Аверьяныч спешил. Грибов запасли быстро: насолили, насушили, должны были вот-вот управиться и с ягодой: клюквой, брусникой. С дровами дело обстояло куда хуже: работники годились лишь чтоб собирать хворост. Конечно, начальство обещало прислать на несколько дней пару-тройку леспромхозовских вальщиков, но Аверьяныч, как всякий бывалый человек, следовал принципу: «На бога надейся, а сам не плошай». Когда они смогут выбраться, лесорубы-то, да и достанет ли им времени заготовить дров на всю зиму — как-никак плита и четыре печки… Каждое утро, затемно еще, уходил Аверьяныч в лес, валил тонкомерные сухостоины, обрубал сучья, а хлысты выволакивал на просеку, с тем чтобы вывезти их потом на санях. Пока топили остатками прежних запасов.
Дни становились короткими, темными, снег шел, дождь моросил. Детей теперь не выпускали из дома. Болезни начались. Карантин отделил первый этаж от второго, и сестра, жившая со старшими на втором этаже, скопив косточек от компота, заворачивала их в бумажный фантик и опускала на нитке к форточке первого этажа — брату, гостинец.
Нянечка получила новое письмо: «Зачем вы только старика своего прислали? И так есть нечего, а тут еще он. Работать, видите ли, не может, только лежит да за сердце держится, а чем я его кормить буду? Знали, что больной, так и не присылали бы на мою шею нахлебника. Будьте вы прокляты!»

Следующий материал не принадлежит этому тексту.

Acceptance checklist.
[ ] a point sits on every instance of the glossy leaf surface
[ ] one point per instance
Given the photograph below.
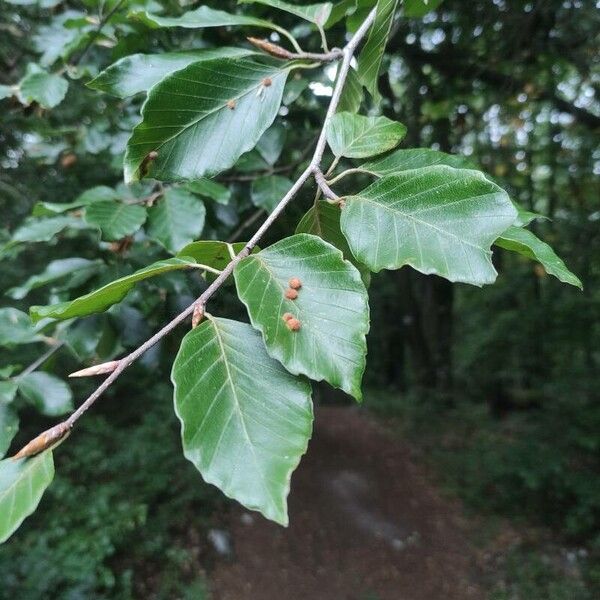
(22, 483)
(356, 136)
(414, 158)
(245, 421)
(438, 220)
(370, 57)
(315, 13)
(115, 219)
(526, 243)
(9, 425)
(201, 119)
(332, 307)
(139, 72)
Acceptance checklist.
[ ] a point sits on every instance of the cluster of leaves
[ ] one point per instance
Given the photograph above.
(241, 390)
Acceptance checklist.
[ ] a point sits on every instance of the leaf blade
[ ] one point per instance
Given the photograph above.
(332, 307)
(22, 484)
(438, 220)
(250, 421)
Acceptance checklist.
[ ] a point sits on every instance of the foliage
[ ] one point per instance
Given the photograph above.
(229, 113)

— Фашистка! — возмущенно воскликнула читавшая письмо сестра.
— Не знала я ничего, — качала головою старуха, — здоров ведь был, не хворал ведь… Да и войны тогда не было… Дедушко ты мой, дедушко, прости… — Она стянула с головы платок и долго сидела так, в неподвижности, не утирая слез.
Карантин вскоре пришлось отменить — чихали и кашляли все. Докторша не успевала ставить банки. Запасы лекарств, и без того ограниченные, иссякли.
— Что у тебя осталось? — спросил Аверьяныч.
— Канистра спирта, литр йода, бинты, — отвечала докторша.
За полканистры спирта он выменял где-то мешок горчичного порошка, за пузырек йода — корзину сушеной малины. Можно было лечить.
Весь вечер жарко топилась плита, пар из кухни валил, точно из бани; с ведрами, полотенцами бегали нянечки, воспитательницы, учителя, директор: понаставили всем самодельных горчичников, понапарили ноги, а потом еще напоили всех чаем с малиной и до утра простыни меняли у малышей. Утром интернат начал выздоравливать.
Но Аверьяныч попросил еще один пузырек йода: «Ослабли ребятишки, мясцом бы их подкормить». Однако мяса, против ожидания докторши, он не принес, зато принес дроби, пороху, и со следующего дня самым хилым да хворым стало перепадать по кусочку зайчатины или другой дичины. Потом навалило снегу, и старик охотиться перестал.
Однажды еще он сменял двести пятьдесят граммов спирта на раздавленную лошадью курицу, но потом уже и менять нечего стало.
Поехал Аверьяныч в райцентр. Дали ему мешок овсяной муки, подводу картофеля, подводу моркови, бочку керосина, соль, спички, мыло.
Под Новый год Аверьяныч взял на берлоге медведя. Как это было — никто не видел, никто не знал. Когда директор вернулся, руки у него тряслись — не то от усталости, не то от пережитого. Но отдыхать было некогда, следовало поскорей вывезти тушу, чтоб волкам не досталась. И тут же, потемну, взяв с собой самых крепких теток из интернатского персонала, отправился он на санях в лес. Дорогой заставлял напарниц петь погромче, и они усердно блажили, а на обратном пути Аверьяныч, шедший за санями, то и дело поджигал в руках пучки сухих еловых веточек и, дав разгореться, бросал в снег. И уж неподалеку от дома, услыхав вой, он разочек бабахнул для острастки из двух стволов, так и добрались.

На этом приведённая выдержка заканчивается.